Although we are seeing more and more plant-forward restaurants popping up, it’s important to understand that it wasn’t always like this.
“When we started out, approximately 14 years ago, we went the opposite way. We started creating the dish with the vegetable, and then we added meat or fish. It was so different. People thought it was very peculiar. Moreover, back then there was no sustainability aspect to it; there was no ‘if we do this then we are going to save the world.’ It was just about pleasure. We noticed that doing things this way creates more complex, tastier, fresher and basically more interesting food.”
Nordic Plant-based Flavours
Operating in the Nordic countries does have its difficulties. “One of the challenges we face in Sweden is that we don’t have the variety of vegetables that they have in California, for example, where the season to grow vegetables is all year around more or less. In Sweden, people have mainly been growing vegetables to get large quantities instead of growing a wider variety.”
“We have a peculiar way of looking at a carrot because a carrot is not only just ‘A’ carrot. There are thousands of different seeds of carrots which, of course, provide a thousand different flavors but they also offer a thousand different textures. We need to figure out what kind of products we need to grow at what place and at what time of the year. So, maybe in a few years when you go to a restaurant, you might be eating only carrots, but you would not get fed up because there is such a massive difference between the flavors, textures and the looks of it.”

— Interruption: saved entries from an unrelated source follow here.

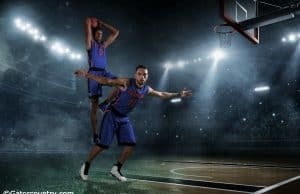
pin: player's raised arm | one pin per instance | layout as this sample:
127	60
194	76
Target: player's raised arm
123	82
114	33
166	95
88	33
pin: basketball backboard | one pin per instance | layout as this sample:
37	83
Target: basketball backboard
234	12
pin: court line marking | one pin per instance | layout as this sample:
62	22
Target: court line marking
177	173
237	164
178	184
269	188
224	182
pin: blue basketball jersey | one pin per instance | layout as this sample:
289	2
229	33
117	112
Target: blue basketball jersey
126	100
97	55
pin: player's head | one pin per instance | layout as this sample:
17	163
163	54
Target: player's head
141	75
97	34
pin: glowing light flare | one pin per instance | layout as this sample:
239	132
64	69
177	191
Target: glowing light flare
262	89
175	100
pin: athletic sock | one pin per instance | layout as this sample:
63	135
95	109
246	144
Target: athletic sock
119	165
86	169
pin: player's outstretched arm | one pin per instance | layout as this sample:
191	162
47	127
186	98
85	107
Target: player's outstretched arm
166	95
114	33
123	82
88	33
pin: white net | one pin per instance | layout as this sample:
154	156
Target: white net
225	33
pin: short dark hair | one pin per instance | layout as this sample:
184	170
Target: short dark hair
140	67
94	30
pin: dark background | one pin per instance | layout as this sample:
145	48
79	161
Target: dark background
44	108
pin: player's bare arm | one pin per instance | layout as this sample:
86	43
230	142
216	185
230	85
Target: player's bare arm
122	82
166	95
88	33
114	33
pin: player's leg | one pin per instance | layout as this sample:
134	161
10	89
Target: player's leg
84	170
103	141
94	94
94	108
125	135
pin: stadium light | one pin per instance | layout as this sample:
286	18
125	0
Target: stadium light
175	100
262	89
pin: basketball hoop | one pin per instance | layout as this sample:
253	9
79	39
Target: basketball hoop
224	32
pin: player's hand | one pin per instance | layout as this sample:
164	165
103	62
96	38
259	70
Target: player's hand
100	23
80	73
185	93
103	106
94	22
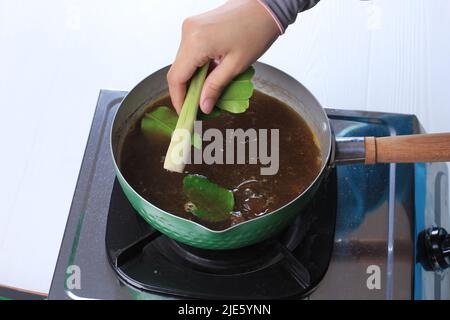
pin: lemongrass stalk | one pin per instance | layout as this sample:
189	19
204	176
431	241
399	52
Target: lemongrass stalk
180	144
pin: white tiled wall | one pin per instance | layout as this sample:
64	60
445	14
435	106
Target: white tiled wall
388	55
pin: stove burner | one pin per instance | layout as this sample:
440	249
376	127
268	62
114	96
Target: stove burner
289	265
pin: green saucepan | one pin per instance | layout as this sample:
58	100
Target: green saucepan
267	80
278	84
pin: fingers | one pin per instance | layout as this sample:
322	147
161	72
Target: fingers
216	81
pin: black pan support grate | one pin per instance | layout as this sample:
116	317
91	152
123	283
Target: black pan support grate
287	266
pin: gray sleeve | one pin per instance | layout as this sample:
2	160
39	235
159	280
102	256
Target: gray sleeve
285	11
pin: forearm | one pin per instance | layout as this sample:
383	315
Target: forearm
285	11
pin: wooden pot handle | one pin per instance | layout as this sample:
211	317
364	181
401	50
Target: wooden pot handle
409	148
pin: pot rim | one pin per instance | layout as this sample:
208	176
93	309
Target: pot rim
325	164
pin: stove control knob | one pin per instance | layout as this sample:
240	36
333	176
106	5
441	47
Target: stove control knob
434	250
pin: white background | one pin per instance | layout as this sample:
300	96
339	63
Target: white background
55	56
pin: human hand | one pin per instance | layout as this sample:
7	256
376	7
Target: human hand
234	35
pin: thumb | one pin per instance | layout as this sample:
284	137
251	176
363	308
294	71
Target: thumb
215	82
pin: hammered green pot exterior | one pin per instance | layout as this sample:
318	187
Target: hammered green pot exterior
268	80
196	235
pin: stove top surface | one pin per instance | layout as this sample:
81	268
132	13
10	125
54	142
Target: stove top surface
358	244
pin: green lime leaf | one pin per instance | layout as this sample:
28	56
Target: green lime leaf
235	96
162	121
233	106
207	200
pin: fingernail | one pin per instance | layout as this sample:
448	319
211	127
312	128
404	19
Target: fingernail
207	105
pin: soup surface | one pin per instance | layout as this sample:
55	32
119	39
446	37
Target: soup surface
255	194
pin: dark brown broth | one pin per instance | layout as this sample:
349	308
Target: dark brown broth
299	163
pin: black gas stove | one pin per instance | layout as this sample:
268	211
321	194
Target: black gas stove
367	234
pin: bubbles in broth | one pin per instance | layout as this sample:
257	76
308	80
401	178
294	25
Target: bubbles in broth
255	194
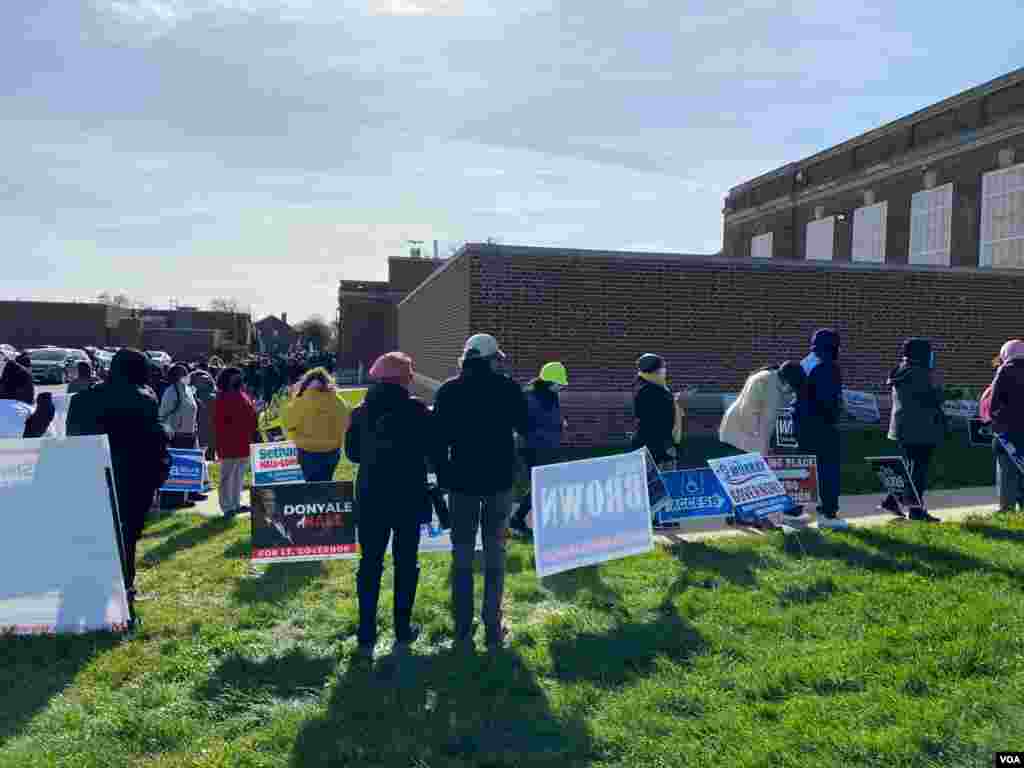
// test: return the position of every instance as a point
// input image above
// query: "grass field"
(888, 647)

Plant-based food has become a long way, but it still has even a longer way to go. “We are only in the starter position of what we can do with vegetables. There is so much more to examine when it comes to plant-based food. Many things we have been taught are wrong. For instance, if you look at a cucumber and say this is a mature cucumber, it’s not. It’s an immature cucumber, but we don’t know that because that’s what we have been taught throughout the years. A mature cucumber is yellow. It’s a lot about tradition and norm.”
Developing New Senses Through Food
Talking about fine dining and high-end restaurants, Svensson emphasizes that exclusivity is not just about money. “There is the perspective of ‘is it priceworthy’?' Can I pay the same amount of money for carrots that I would normally do for scallops, for example? We need to get the consumer’s perspective to change a bit. It’s not less pleasure because we eat things we wouldn’t eat before, it just means more pleasure. The curiosity and surprise when you realize something is tastier than you thought it was, makes it exclusive. If you eat waste and it’s tastier than caviar, it becomes exclusive even though it doesn’t cost anything. It doesn’t have anything to do with a price.”
“It’s fascinating to see the difference in people’s eyes when they are developing new senses through a dinner,” says Svensson, who recently launched a pop-up restaurant in Stockholm called ReTaste.
“I’m really interested in how a fine dining kitchen can also be a healthy kitchen. There are always walls between different sectors of cooking. Either you do plant-based, super fine dining French kitchen or you do a healthy kitchen. Providing bridges in between to make a kitchen that is plant-based but super tasty and fine dining would be a natural evolution. Why should we make food that is not good for us, it doesn’t make any sense."